In 2002, the U.S. Geological Survey, in cooperation with the town of Bar Harbor, Maine, and the National Park Service, conducted a study to assess the quantity of water in the bedrock units underlying Mt. Desert Island, and to estimate water use, recharge, and dilution of nutrients from domestic septic systems overlying the bedrock units in several watersheds in rural Bar Harbor.
Water quantity was calculated as the static volume of water in the top 600 feet of saturated thickness of the bedrock units. Volumes of water were estimated on the basis of effective fracture porosities for the five different rock types found on Mt. Desert Island. Values of porosities for the various bedrock units from the literature range more than five orders of magnitude, although the possible range in porosities for most individual rock types is on the order of three orders of magnitude. The static volume of water in the various units may range from a low of 4,000 gallons per acre for intrusive igneous rocks (primarily granites) to 20 million gallons per acre for the Cranberry Island Volcanics, but given the range in porosity estimates, these numbers can vary by orders of magnitude.
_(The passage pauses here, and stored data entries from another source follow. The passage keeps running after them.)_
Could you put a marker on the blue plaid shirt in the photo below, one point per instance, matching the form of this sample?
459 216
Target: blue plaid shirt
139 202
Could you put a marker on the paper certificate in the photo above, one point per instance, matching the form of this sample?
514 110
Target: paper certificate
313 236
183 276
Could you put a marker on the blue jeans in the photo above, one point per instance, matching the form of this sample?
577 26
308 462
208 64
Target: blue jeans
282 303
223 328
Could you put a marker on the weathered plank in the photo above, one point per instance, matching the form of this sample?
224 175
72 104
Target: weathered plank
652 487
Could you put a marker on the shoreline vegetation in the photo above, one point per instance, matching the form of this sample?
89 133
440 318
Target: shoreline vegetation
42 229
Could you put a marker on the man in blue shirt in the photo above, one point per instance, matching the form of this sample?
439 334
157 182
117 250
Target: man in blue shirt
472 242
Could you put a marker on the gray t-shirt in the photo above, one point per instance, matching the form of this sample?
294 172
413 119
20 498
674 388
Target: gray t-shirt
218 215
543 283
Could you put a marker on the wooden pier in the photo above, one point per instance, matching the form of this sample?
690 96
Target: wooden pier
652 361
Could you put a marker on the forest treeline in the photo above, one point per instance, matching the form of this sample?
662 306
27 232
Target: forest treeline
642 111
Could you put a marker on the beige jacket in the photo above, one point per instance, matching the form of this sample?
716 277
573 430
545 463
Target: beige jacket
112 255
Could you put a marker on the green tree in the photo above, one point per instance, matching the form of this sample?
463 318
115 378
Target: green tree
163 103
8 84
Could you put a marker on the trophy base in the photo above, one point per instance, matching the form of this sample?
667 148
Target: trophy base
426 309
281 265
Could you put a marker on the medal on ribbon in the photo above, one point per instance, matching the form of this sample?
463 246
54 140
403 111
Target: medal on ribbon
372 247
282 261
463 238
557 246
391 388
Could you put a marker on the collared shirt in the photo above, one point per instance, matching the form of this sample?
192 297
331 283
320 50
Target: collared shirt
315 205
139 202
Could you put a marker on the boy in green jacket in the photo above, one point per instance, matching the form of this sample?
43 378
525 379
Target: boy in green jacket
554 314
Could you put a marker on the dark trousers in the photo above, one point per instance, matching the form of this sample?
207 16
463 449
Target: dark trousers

Water-use data for the municipal water supply in the Town of Bar Harbor (1998-2000) indicate that residential usage averages 225 gallons per household per day. Recharge to the bedrock units in rural Bar Harbor was bracketed using low, medium, and high estimates, which were 3, 9, and 14 inches per year, respectively. Water use in 2001 was about 2.5 percent of the total estimated medium recharge (9 inches per year) in the study area.
Dilution of nitrogen in septic effluent discharging to the bedrock aquifer was evaluated for the development density in 2001. On the basis of an assumed concentration of 47 mg/L of nitrogen in septic system discharge, dilution factors in populated rural Bar Harbor watersheds ranged from 4 to 151, for the housing density in 2001. Understanding that ground water in this fractured bedrock system mixes slowly, the fully mixed average nitrate-nitrogen concentrations in ground water estimated for the watersheds ranged from 0.1 to 11 mg/L.